例の憲兵Mの話を聞き知っている私の耳には、彼の言葉は異様に思えた。ボロ車さえもめったにない森林官ならいざ知らず、あの悪辣な憲兵を相手に、しかもBMWの大型バイクで張っているあの連中を相手に、そんなことが本当に可能なのだろうか。

そんな私の反応を見透かしてのSさんの話である。「その原因はあのMです。あのMのおかげでね、検問を振り切って逃げる車が仮にあっても、憲兵でも何でも、追いかけてはいけないことになってるんです。勿論、ナンバーをチェックされますからね、後難をおそれて誰もそんなことはしません。けれども、やろうと思えば検問を振り切ることは出来るんです。」

私はMが、現在彼がおもしろくないと言っている事務職に左遷された原因を、例のたばこの関連だとばかり思っていた。ところが、Sさんの話では、Mが国道検問所で起こした「事件」が原因だ、誰もが周知の事柄だとそう言う。

Sさんが、マールボロの西アフリカ密輸ルートの存在や、それに絡んだMと軍上層部との関係について、どこまで知っているのか、、、そんなこととは無関係な、Mの口からは一切聞けないSさんなりの話が入る。週末、Mに会った時には突っ込んだ。
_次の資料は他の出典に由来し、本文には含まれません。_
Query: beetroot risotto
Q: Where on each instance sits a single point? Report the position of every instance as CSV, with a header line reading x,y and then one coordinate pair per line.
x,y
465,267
「ああ、その話か。俺もどじを踏んだもんだ。そうなんだ。あれ以来、ニジェールでは逃げる車は追うなになった。ドッソに転勤になってからは、国道の検問をやっていた。あれは1年近く前の話だ、俺の目の前を素通りしやがったんだ、停められることは分かりきっているのにな、ある車がな。俺は、なめるんじゃねえと、当然追いかけた。こっちはBMWで、むこうさんはメルセデスだ。意地でも負けるわけにゃあいかねえ。ひょんなことだ。アスファルトの上にな、砂が乗ってる、ああ乗ってる、乗って、あ、あ、危、な、い、滑っちまう、このスピードなら滑、、、る、、、そう思ったら滑った。ツルッと滑った。あれ、足が? こんな形に? そう思いながら滑った。アスファルトの上をな、国道のな。」

「気がついたのはニアメの病院のベッドだ。お前の着ていた服はこれだと見せられた。俺は初めてあの時震えた。これを俺が着ていたのか、、、と、そう思ったら震えが来た。ズタズタでとても人間の着ていたものとは思えなかったんだ。いつも着ていた制服がな。あの時初めて、俺はおそろしいと思った。おれも人間、生身の人間なんだとな。」

「4ヶ月入院した。おかげで、それまで検問所勤務で貯めてあった金は消えた。みごとに消えた。もうこのとおりピンピンだ。だから事務職ではなしに、もとの現場にもどしてくれと言ってある。しかし、、、あの時は、、、滑った。その後、気がついたのはニアメだ。まったく意識がないんだものな。ポカーッと、抜けたみたいにな。」

彼の話だけ聞けば、憲兵や警察、森林官、要するに取締りをする側の安全を守るために、無理して深追いをするな、、、と、そう言うことになる。Kさんの話では、この時Mに追いかけられたメルセデスが転倒して、乗っていた4人全員が死亡した。だからそんな犠牲を出すな、無用の死者を作るな、、、とそうなる。Mの話には立場の違う凄みがある。